For this particular event, I wanted to show one of the interesting borders between Germany and Austria: a so-called "green" border. No guards or fence, just an open space. In the summertime, you can cross a virtual borderline between the two countries during a hike without even noticing it. This time, however, the snow represented a physical border to me and prevented me from actually reaching this place.
This March we had very unseasonable loads of snow and this is what actually happened: on a bright Sunday morning I went to Spitzingsee by train and bus. Spitzingsee is a little village alongside a beautiful lake with the same name and is located in the Bavarian Alps, close to the Austrian border.

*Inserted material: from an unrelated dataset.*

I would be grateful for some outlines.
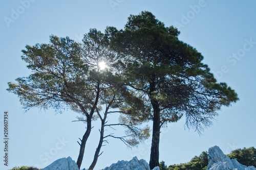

As part of my gear, I carried a big tripod for my medium format camera. So there was no way to take along my touring skis as well. After a two hours walk on a little snow-covered road, I realized that the next part of my hike would be on a path that had only been used by two touring skiers in the last days, and this track would actually not carry my weight. I was in deep ...snow.
For another three-quarters of an hour I advanced slowly, every now and then sinking into the snow with my climbing boots. My GPS indicated that I'd have to spend the night somewhere in the snow if I continued trying to reach this "green" border.
When I came to a guidepost, one of the signs indicated a route to the Sonnwendjoch - a mountain with the German word for solstice (Sonnwend) as part of its name. I decided that this was my personal border for the day and it is also a perfect place for a panorama. Enjoy!
Lat: 47° 36' 36.2" N
Long: 11° 53' 49.7" E
Elevation: 947 m
Precision is: High. Pinpoints the exact spot.
- Mamiya 7II (6x7 format rangefinder camera), 43 mm lens (20 mm equivalent)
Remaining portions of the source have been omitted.